What We Give
From Marine to Philanthropist
What We Give is an upbeat memoir about surviving the Vietnam War, achieving success, and giving back to those who are less fortunate.
In his memoir What We Give, Terry Salman traces the origins of his philanthropy to his family’s values and his experiences in Vietnam.
Divided by photographs, this memoir is made up of three distinct parts. The first details Salman’s upbringing and marine corps career. He grew up in Montreal; his father taught engineering at McGill, and his mother was a faithful Anglican. After high school, he worked as a bartender and then entered the military at nineteen. In Vietnam, his unit helped to build a naval base and monitored the Ho Chi Minh trail.
Later, Salman earned a business degree, became a father, divorced, and lost his parents. He spent twenty years with an investment banking firm in Montreal before beginning his own business firm. His endeavors outside of work, including travel, charity, and sitting on nonprofit boards, are detailed in the book’s last section.
Made up of select anecdotes shared in chronological order, this is a spirited memoir. Motorcycles are a prominent feature in its early stories, which are set in Montreal and Hawaii. Such lightheartedness contrasts with the ardor of Salman’s military service, which is covered best via letters from Vietnam, as Salman had difficulty remembering the war and talking about it after the fact. Still elsewhere, a sense of gratitude dominates, with Salman quoting mentors and colleagues, as well as Kierkegaard and David Brooks. However, the sections covering Salman’s business acumen are hampered by dry lists of his successes, like brokering deals in Canada’s transportation and mining industries. There are sequences of disconnected ideas and events, too.

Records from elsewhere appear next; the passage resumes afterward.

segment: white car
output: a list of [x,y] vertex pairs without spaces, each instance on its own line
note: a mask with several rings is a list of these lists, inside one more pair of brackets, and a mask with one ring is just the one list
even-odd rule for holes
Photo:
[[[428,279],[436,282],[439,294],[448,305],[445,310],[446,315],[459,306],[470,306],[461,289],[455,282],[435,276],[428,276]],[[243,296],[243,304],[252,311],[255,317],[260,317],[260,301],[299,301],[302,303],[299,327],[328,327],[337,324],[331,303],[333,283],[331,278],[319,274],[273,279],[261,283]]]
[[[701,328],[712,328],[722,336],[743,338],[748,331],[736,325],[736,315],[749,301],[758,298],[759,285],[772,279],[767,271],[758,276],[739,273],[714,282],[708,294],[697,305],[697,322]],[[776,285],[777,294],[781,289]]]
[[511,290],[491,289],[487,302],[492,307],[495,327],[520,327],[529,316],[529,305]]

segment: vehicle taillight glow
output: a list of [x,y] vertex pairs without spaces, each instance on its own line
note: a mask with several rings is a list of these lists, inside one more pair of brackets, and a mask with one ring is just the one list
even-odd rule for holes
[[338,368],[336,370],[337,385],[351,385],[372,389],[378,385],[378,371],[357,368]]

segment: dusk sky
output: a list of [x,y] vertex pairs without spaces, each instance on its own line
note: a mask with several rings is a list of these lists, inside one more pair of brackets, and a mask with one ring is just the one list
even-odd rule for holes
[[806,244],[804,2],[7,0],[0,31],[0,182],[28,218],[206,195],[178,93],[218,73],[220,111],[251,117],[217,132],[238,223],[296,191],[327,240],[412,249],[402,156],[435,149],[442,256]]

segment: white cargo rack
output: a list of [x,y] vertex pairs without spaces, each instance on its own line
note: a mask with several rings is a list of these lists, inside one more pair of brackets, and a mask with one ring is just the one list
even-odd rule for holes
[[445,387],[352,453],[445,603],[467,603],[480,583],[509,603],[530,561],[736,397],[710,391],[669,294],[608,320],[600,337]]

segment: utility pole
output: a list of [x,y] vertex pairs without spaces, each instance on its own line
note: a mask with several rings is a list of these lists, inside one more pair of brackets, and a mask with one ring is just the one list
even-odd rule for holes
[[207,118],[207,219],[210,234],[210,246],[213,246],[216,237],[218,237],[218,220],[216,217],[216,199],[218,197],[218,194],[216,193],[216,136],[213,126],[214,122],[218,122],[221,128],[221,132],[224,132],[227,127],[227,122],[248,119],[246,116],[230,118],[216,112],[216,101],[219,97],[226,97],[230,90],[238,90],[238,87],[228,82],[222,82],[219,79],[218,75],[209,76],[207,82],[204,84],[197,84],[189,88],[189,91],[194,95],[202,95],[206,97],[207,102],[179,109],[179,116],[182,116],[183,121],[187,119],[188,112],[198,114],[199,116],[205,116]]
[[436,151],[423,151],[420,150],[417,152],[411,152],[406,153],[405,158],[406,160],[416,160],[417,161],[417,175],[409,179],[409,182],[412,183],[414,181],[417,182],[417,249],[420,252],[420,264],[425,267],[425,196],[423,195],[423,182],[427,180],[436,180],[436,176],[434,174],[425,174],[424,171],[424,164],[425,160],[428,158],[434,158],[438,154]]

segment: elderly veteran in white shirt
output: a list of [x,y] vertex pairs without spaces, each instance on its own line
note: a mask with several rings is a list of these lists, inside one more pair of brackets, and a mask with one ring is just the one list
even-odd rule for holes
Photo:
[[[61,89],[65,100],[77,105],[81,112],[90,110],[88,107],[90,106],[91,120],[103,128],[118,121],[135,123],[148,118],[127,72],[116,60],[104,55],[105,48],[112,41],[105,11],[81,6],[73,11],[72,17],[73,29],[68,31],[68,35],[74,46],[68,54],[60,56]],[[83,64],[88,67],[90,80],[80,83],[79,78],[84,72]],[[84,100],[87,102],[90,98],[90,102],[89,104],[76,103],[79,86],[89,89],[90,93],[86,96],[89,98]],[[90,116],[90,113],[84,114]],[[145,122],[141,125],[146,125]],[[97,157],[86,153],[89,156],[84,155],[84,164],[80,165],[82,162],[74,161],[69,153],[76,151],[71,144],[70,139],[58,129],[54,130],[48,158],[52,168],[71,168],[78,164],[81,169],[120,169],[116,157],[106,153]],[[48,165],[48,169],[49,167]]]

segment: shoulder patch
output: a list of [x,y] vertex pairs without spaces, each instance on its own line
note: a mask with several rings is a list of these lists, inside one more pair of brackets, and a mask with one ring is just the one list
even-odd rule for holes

Often, the book’s positive tone gives it a bombastic quality. Although Salman acknowledges his good luck and fortune, there’s no coverage of struggles, straining credulity. Salman describes skiing, walking, and surfing to relieve stress, but there’s little evidence of the sources of that stress elsewhere. He chooses to become involved in a library, a hospital, and a homeless program because of his interests, values, and history. Giving to environmental causes also seemed like a good idea, the book says, but without a humanizing touch to help others relate. More engaging is Salman’s later return to Vietnam and his and his visit to Singapore, where he was named cultural consul to Canada. As he writes about reconciling himself to his past through these trips, his book reaches a heartening, symmetrical conclusion.
What We Give is a upbeat memoir about surviving the Vietnam War, achieving success, and giving back to those who are less fortunate.